- Theatrical release poster
- Directed by: Dulal Guha
- Written by: Shafiq Ansari (dialogues) Majrooh Sultanpuri (lyrics)
- Screenplay by: Dulal Guha
- Produced by: Gautham Guha
- Starring: Mithun Chakraborty Ranjeeta Raakhee Amjad Khan Jeetendra (Gesture)
- Cinematography: M. Rajaram
- Edited by: Bimal Roy
- Music by: R. D. Burman
- Production company: Sri Sai Chitra
- Distributed by: Trimurti Films Pvt Ltd
- Release date: 27 March 1981;
- Running time: 153 mins
- Country: India
- Language: Hindi

= Dhuan =

Dhuan (Smoke) is a 1981 Hindi-language thriller film, produced by Gautham Guha under the Sri Sai Chitra banner and directed by Dulal Guha. It stars Mithun Chakraborty, Ranjeeta, Raakhee, Amjad Khan and Jeetendra in a guest appearance and music composed by R. D. Burman. It is a remake of the 1963 Bengali film Sesh Anka, which itself is an adaptation of English-language film Chase a Crooked Shadow (1958) and remade in Telugu as Mayadari Maridi (1985).

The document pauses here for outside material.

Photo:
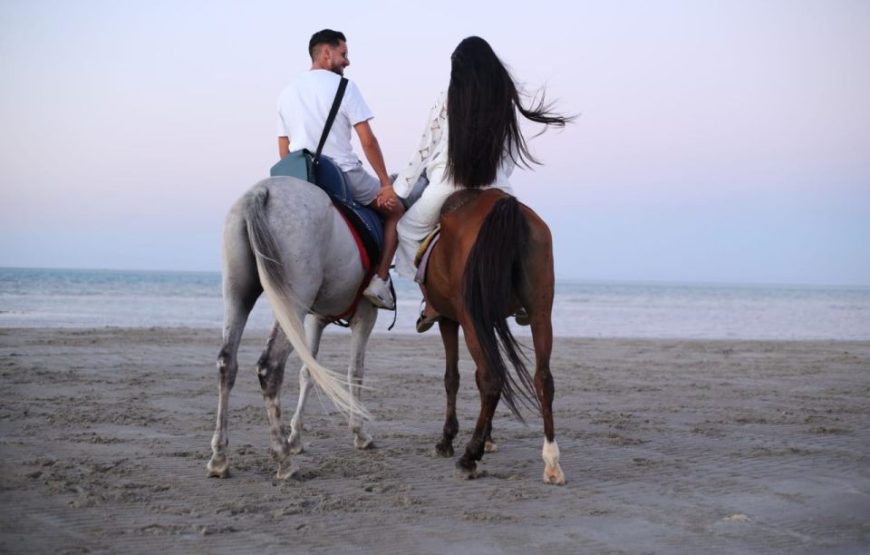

The same plot was later used in the 1989 film Khoj starring Rishi Kapoor and Kimi Katkar.

==Plot==
In order to usurp the wealth of Rani Gayatri Saxena, widowed owner of the Devigarh estate, Sunil Verma – a daredevil gangster - is appointed by his boss to purport as her brother-in-law Ashok Saxena, who died 3 years prior in Manila. Amongst this wealth are some important documents, unregistered jewelry, and solid gold statues. Using some cunning and acquiring the help of replacement staff also sent by his boss, Sunil succeeds in forging the pieces of evidence to make it look like he is Ashok. Gayatri tries to prove him as a fake, but is repeatedly foiled in these attempts. Eventually, she calls Sheela, ex-fiancée of Ashok; however, Sheela surprises her by also welcoming Sunil as Ashok. Sheela is unable to tell Gayatri that this is because the bad guys have kidnapped her father and threatened to harm him should she not comply, and she is not able to get any individual time with Gayatri to admit this. Gayatri continues to try to prove this, but Sunil remains one step ahead of her through multiple attempts. Eventually, Sunil claims she is mentally deranged and takes her to an asylum to have her tested and admitted. Ultimately, to avoid undergoing shock therapy, Gayatri declares that Sunil cannot be Ashok because she herself killed Ashok 3 years ago. On the heels of this admission, it is revealed that Sunil is a CBI officer and his boss, Dinesh Dikshit, is the IG of the secret service. The documents are eventually retrieved and Gayatri is apprehended. The movie ends with Sunil and Sheela going off together.

==Cast==
- Raakhee as Rani Gayatri Saxena
- Mithun Chakraborty as Sunil Verma
- Ranjeeta as Sheela
- Amjad Khan as I.G. Dinesh Dikshit
- Aruna Irani as Pushpa
- Padma Khanna as Sundari
- Lakshmi as Laxmi
- Jeetendra as Ashok Saxena (Guest Appearance)
- Abhi Bhattacharya as Sheela's Father
- Goga Kapoor as Police Commissioner
- Raj Kiran as Himself
- Sudhir Pandey as Inspector Pandey at Devigarh Police Station
- Asit Sen as Hari Singh Hawaldaar at Devigarh Police Station

==Soundtrack==
Lyrics: Majrooh Sultanpuri

| Song | Singer |
|---|---|
| "Tera Aasra Hai" | Lata Mangeshkar |
| "Yeh Hai Mauka" | Asha Bhosle |
| "Phir Aankh Phadki" | Asha Bhosle |
| "Hum Bhi To Hai" | Amit Kumar |
| "Tum Mile Toh Hum Khile" | Amit Kumar, Suresh Wadkar |

== Reception ==
A contemporary review found the film interesting and underscored the capacity of Rakhee to play a murderess. Another review, in Democratic World, praised the finale.